A interoperabilidade é uma função fundamental para a construção de um sistema que liga dezenas de países.Para tornar isso possível, a Comissão criou um portal digital, ligando sistemas nacionais que partilham dados que permitem a verificação da informação contida nos códigos QR. A infraestrutura funciona num servidor no centro de dados corporativo da Comissão, localizado no Luxemburgo.

O certificado COVID entrou em vigor a 1 de Julho de 2021, para permitir a livre circulação dentro da UE, durante a pandemia.

O código QR contém informações-chave, tais como nome, data de nascimento, data de emissão, de vacinação ou recuperação e registo de testes. Os dados pessoais permanecem no certificado e não são armazenados a nenhum nível.

A pandemia demonstrou definitivamente que o acesso transfronteiriço aos dados de saúde é fundamental na resposta a emergências sanitárias.

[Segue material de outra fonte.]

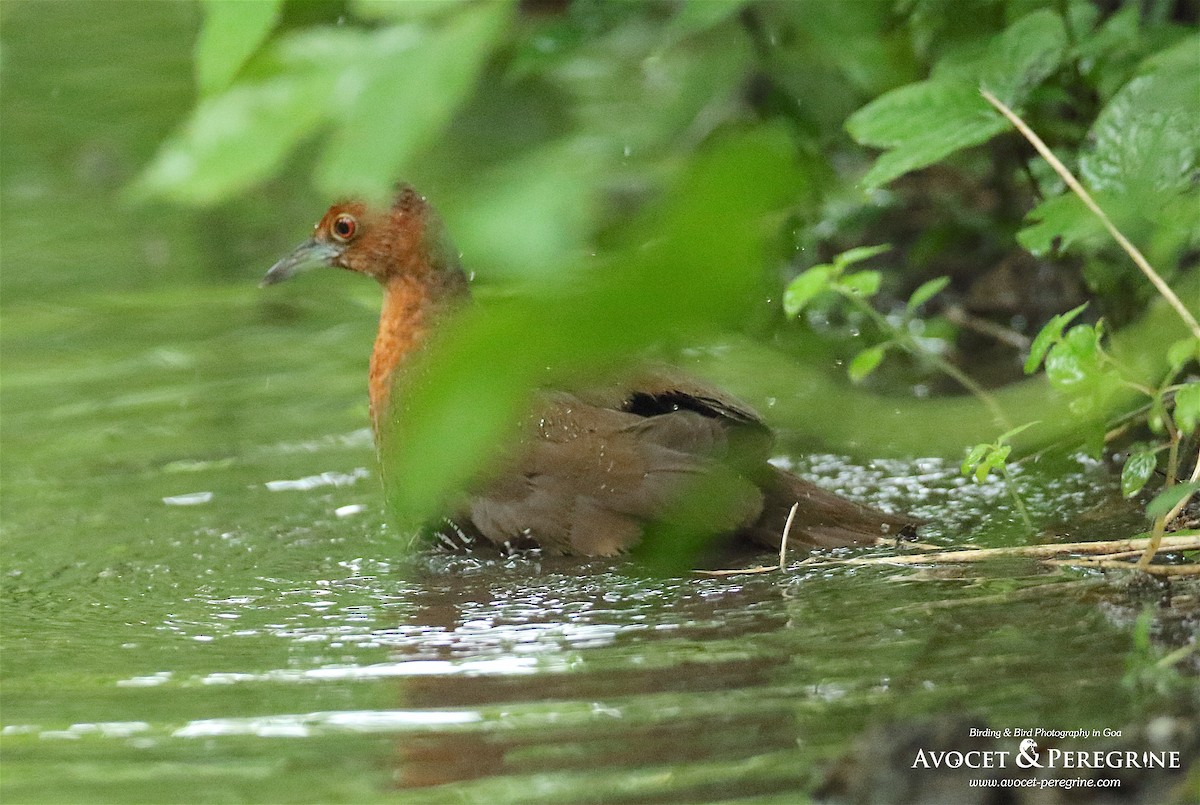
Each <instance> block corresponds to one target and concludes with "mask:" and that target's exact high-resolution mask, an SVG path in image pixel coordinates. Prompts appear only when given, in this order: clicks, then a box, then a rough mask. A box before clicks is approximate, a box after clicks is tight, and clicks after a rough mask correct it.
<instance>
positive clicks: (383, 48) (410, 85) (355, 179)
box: [317, 2, 510, 198]
mask: <svg viewBox="0 0 1200 805" xmlns="http://www.w3.org/2000/svg"><path fill="white" fill-rule="evenodd" d="M509 12H510V6H509V4H506V2H486V4H481V5H476V6H468V7H466V8H464V10H463V11H462V12H461V13H457V14H455V16H452V17H450V18H449V19H448V20H446V23H445V24H444V25H443V26H440V28H439V29H437V30H436V31H430V32H427V34H425V35H424V36H419V37H415V38H414V36H413V32H412V30H410V29H409V28H408V26H396V28H392V29H384V30H383V31H380V32H379V34H378V35H377V38H376V48H374V52H373V53H372V54H371V58H370V59H368V60H367V61H366V62H365V64H364V68H362V72H361V74H360V77H359V80H360V82H362V88H361V90H360V91H359V92H358V94H356V96H355V102H354V103H353V106H352V107H350V108H349V109H348V110H347V113H346V115H344V119H343V120H341V121H340V125H338V127H337V128H336V131H335V133H334V137H332V139H331V140H330V143H329V145H328V148H326V150H325V152H324V155H323V156H322V160H320V163H319V166H318V168H317V181H318V184H319V186H320V187H322V188H323V190H324V191H325V192H326V193H329V194H330V196H340V194H346V193H352V194H355V196H359V194H364V196H367V197H376V198H385V197H386V196H388V194H389V192H390V190H391V186H392V182H394V181H395V180H396V178H397V176H400V174H401V173H402V169H403V168H404V166H407V164H409V162H410V161H412V160H413V158H414V157H415V156H416V155H418V154H419V152H420V151H421V150H422V149H424V148H426V146H428V145H430V144H431V143H432V142H433V139H434V138H436V137H437V136H438V133H439V132H440V131H442V130H443V128H444V127H445V125H446V124H448V122H449V121H450V116H451V115H452V114H454V112H455V110H456V109H457V108H458V107H460V106H461V104H462V103H463V102H464V101H466V98H467V97H468V96H469V95H470V92H472V91H473V90H474V86H475V79H476V78H478V76H479V72H480V70H481V68H482V66H484V61H485V59H486V58H487V56H488V55H490V54H491V53H492V50H493V48H494V47H496V43H497V41H498V37H499V36H500V35H502V34H503V31H504V28H505V25H506V23H508V19H509ZM431 88H437V89H436V91H433V90H432V89H431Z"/></svg>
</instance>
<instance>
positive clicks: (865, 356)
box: [846, 344, 887, 383]
mask: <svg viewBox="0 0 1200 805" xmlns="http://www.w3.org/2000/svg"><path fill="white" fill-rule="evenodd" d="M886 352H887V348H886V347H884V346H882V344H881V346H878V347H869V348H866V349H864V350H863V352H860V353H858V354H857V355H854V358H853V359H852V360H851V361H850V366H848V367H847V370H846V371H847V373H848V374H850V379H851V380H853V382H854V383H862V382H863V380H864V379H865V378H866V376H869V374H870V373H871V372H874V371H875V370H876V367H878V365H880V362H881V361H882V360H883V354H884V353H886Z"/></svg>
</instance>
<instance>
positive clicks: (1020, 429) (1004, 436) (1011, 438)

Konstantin Hyppönen, responsável da Direção-Geral de Saúde e Segurança Alimentar da UE, explica: "Conseguimos manter a complexidade no mínimo. Foi difícil encaixar tudo o que era necessário neste código QR muito pequeno e, ao mesmo tempo, garantir a segurança do sistema e a possibilidade de verificar o conteúdo, sem utilizar quaisquer serviços online para tal. E isso foi possível devido a uma forma muito inteligente de embalar essa informação, com uma codificação e uma assinatura digital".

Foi difícil encaixar tudo o que era necessário neste código QR muito pequeno e, ao mesmo tempo, garantir a segurança do sistema.
Konstantin Hyppönen
DG Saúde e Segurança Alimentar

Nos próximos anos, todo o poder das ferramentas digitais de saúde será expresso pelo Espaço Europeu de Dados de Saúde. Esta iniciativa, apresentada pela Comissão Europeia em Maio de 2022, apoiará as políticas nacionais de saúde, a investigação e a qualidade dos cuidados de saúde, graças ao intercâmbio transfronteiriço de dados.

Stella Kyriakides, Comissária da UE para a Saúde e Segurança Alimentar, diz: "Este é o potencial das tecnologias digitais na área da saúde, que creio poder permitir-nos enfrentar em conjunto muitos desafios. Todos estes são desafios que enfrentamos ao apresentar o certificado digital da UE. Isso veio abrir caminho à inovação na UE, na área da saúde digital".

Soluções semelhantes ao Certificado Digital Covid podem ser implementadas de outras formas no futuro. De acordo com alguns peritos do setor da saúde, o código QR poderia ser utilizado para verificar informações sobre outras vacinas, ou mesmo para partilhar outros dados com profissionais de saúde através de um smartphone.